Como a  vida continua, estamos aqui orando pelos enfermos e pelas famílias enlutadas, e em mais um encontro com os Casos e Causos de João Alves Filho durante a sua vida pública e porque não dizer, também vida privada.
O FOGUETÓRIO INDESEJADO
O ano era 1985. O dia era 17 de março, aniversário de nossa capital.
Dentre as festividades que constavam na programação de aniversário, fazia parte uma missa a ser celebrada por Dom Luciano Cabral Duarte, então Arcebispo de Aracaju, na Catedral Metropolitana.
À época o amigo aqui trabalhava com a grande figura e grande ser humano, Raimundo Luiz, então, Secretário de Estado de Comunicação.
À vésperas do evento, Raimundo me chama em sua sala e diz” grandão providencie comprar várias caixas de fogos, e amanhã durante a missa todas as vezes em que o bispo falar em Aracaju, e em João Alves, mande papocar fogos”. Essas coisas o Negão não sabia porque ele gostava de primar pela discrição.

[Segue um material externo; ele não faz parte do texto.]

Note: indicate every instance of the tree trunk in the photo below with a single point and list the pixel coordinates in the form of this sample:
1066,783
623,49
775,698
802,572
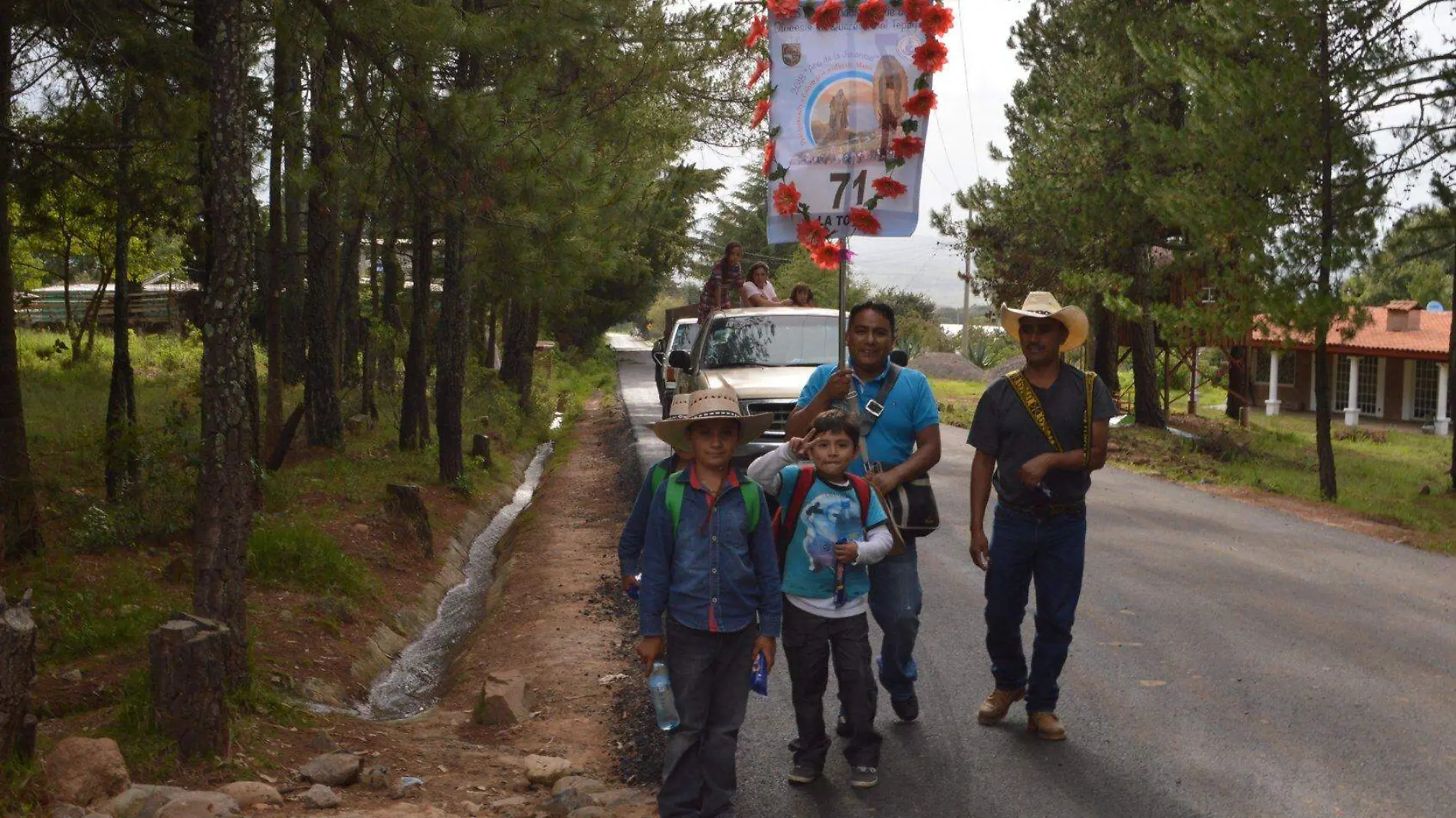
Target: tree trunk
480,314
389,314
19,514
121,401
189,660
273,287
225,487
519,356
294,297
320,380
451,351
1324,447
349,299
16,674
1104,350
414,418
490,338
1148,409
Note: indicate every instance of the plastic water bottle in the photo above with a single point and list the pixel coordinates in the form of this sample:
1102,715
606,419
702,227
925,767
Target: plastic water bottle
661,690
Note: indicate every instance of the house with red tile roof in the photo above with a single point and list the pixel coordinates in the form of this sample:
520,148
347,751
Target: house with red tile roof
1391,366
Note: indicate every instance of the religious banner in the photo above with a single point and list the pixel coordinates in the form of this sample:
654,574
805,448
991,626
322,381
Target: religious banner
848,103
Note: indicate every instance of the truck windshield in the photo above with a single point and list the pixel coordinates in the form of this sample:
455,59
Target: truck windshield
772,341
684,337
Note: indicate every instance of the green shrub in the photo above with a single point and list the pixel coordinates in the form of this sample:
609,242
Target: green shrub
297,554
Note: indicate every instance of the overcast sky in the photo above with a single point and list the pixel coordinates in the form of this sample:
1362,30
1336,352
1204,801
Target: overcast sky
973,90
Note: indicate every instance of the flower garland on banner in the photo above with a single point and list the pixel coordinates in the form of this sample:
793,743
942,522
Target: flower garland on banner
935,19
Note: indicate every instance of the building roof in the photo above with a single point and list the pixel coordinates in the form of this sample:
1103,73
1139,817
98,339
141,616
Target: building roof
1431,341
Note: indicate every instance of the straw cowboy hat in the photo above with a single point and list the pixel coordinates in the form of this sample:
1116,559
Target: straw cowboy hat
1044,306
707,405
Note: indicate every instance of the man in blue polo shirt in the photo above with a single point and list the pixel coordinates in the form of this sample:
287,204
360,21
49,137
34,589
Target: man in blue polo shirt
906,443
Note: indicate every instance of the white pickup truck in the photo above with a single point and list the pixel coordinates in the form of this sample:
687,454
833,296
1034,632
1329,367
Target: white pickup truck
766,354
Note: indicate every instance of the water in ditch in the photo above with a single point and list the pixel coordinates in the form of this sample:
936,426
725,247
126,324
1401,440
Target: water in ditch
412,683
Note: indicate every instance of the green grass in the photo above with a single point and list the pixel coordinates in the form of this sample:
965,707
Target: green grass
299,555
957,399
1381,481
85,610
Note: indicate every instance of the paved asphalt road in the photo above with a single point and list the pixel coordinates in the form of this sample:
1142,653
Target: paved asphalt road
1228,660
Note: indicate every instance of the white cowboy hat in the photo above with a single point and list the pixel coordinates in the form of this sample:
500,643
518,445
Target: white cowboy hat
1040,304
705,405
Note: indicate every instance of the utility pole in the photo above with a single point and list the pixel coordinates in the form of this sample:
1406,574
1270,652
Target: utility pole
966,304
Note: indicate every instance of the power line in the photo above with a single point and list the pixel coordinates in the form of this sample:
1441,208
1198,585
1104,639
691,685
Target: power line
966,71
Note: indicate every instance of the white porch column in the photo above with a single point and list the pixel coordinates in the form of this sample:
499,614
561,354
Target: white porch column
1443,422
1353,402
1271,405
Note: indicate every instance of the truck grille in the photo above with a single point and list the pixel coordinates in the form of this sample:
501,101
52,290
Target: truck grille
781,411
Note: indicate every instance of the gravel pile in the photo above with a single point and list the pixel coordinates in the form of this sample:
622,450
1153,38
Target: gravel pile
1006,367
946,366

Ordem dada, ordem cumprida.
No outro dia, começa a missa, e o fogueteiro à postos, em frente a catedral, mais ou menos onde era a Iara. Como a distância era grande, e não daria para ele ouvir o que o bispo estava falando, combinei que quando fosse o momento eu levantaria uma mão e ele soltaria umas duas ou três girândolas. Para quem não sabe, uma girândola libera 456 tiros. Daí, vocês imaginam o barulho. Tudo certo.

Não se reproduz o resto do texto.